Poquitos is another Mexican option in Capitol Hill that has a bustling happy hour and a tasty regular menu. You’ll spot favorites, including mix-and-match taco plates, enchiladas, and chile rellenos, as well as some more surprising menu items—roasted yam tacos and toasted grasshoppers among them. When Poquitos says traditional Mexican, they mean it in a different sort of way than other restaurants. A way that involves toasted grasshoppers. Brunch is also available on weekends.
Senor Moose Café is laid back and casual with colorful tablecloths and a collection of small statues and paintings as décor. Senor Moose also serves up some mean Mexican food and aims to be authentic. The restaurant is small and intimate, and during busier times wait times can be a little long. For fans of the moose, the wait is worth it.
Oaxaca is a state in southern Mexico where cuisine is marked by mole sauce. La Carta De Oaxaca seeks to capture the cuisine of Oaxaca, and serves up several mole dishes that have all the right hints of spicy chiles and rich chocolate, including the house specialty of mole negro. The menu also features both familiar items like empanadas and enchiladas, as well as a few more unique choices like albondigas (beef meatballs) or fried quesadillas.
Tacos Chukis does not seek to impress you with fancy décor or even much décor at all. It’s a simple little restaurant with a fairly simple menu. You order at the counter so nothing fancy there either, but the food is delicious! The restaurant is known for its street-style tacos, but the menu also features tostadas, mulitas, burritos, tortas, quesadillas and nopal asado, all with your choice of meat. Prices are extremely affordable, too!

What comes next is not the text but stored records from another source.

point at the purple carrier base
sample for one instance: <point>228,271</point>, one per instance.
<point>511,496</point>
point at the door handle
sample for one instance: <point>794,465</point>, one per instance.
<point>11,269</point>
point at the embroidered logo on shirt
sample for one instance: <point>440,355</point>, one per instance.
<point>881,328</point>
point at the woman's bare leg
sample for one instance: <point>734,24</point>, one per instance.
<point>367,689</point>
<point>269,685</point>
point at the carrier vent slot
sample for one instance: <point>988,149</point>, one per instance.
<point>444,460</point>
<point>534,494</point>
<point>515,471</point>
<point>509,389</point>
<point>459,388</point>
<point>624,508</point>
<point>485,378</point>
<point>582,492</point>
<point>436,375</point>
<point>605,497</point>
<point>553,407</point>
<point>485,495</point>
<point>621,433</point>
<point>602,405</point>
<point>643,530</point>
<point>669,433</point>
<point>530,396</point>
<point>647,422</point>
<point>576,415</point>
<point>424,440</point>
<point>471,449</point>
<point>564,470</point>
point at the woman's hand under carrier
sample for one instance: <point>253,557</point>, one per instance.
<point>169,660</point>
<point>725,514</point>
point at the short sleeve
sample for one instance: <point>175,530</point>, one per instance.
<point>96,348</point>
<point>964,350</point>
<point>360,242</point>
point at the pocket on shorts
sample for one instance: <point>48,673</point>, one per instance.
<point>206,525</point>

El Camion operates a couple taco trucks in town but set up a permanent restaurant at El Camion Adentro. Still, El Camion hasn’t forgotten its roots—the dining room is casual with a bit of outdoor seating as well. The food is tasty taco truck fare at great prices and has a loyal following among fans of the trucks!
Taqueria el Sabor
Housed in a former fast food restaurant building, Taqueria el Sabor won’t win any awards for snappy décor, but for flavors that pop, this casual Mexican restaurant gets a lot of attention. Expect cheap prices, unlimited horchata refills, a great salsa bar and reasonably priced and delicious Mexican food as far as the eye can see…or at least as far as the menu goes.
Mezcaleria Oaxaca is owned by the same family that owns La Carta de Oaxaca. Consequently, expect great Oaxacan cuisine—so good that Mezcaleria Oaxaca has even received a nod from Travel + Leisure as one of the best Mexican restaurants in the U.S. Things not to miss? Try tortilla chips fried to order or an amazing black mole sauce over banana-leaf-wrapped tamales, pork ribs or chicken.
Yet another Mexican restaurant on Capitol Hill, Fogon Cocina Mexicana offers a nicer atmosphere than Seattle’s casual Mexican spots like Tacos Chukis, but not as upscale as Barrio or Poquitos. Menu items are fresh and delicious, and include the essentials, namely handmade tortillas, fresh salsa and housemade chips. You’ll see many familiar dishes on the menu, but the flavors are inspired by the cuisine of Michoacán—a state in southwestern Mexico known for its seafood. To honor this heritage, look for Pescado Frito, a dish featuring a whole tilapia right on your plate. Happy hour offers up a mean Ultimate Margarita as well as $5 food specials, including $5 ceviche.
Pecado Bueno starts off its dishes with organically fed meat and hormone-free proteins—a rarity among Mexican restaurants. The restaurant also has a $3 margarita available anytime it’s open. Who needs happy hour?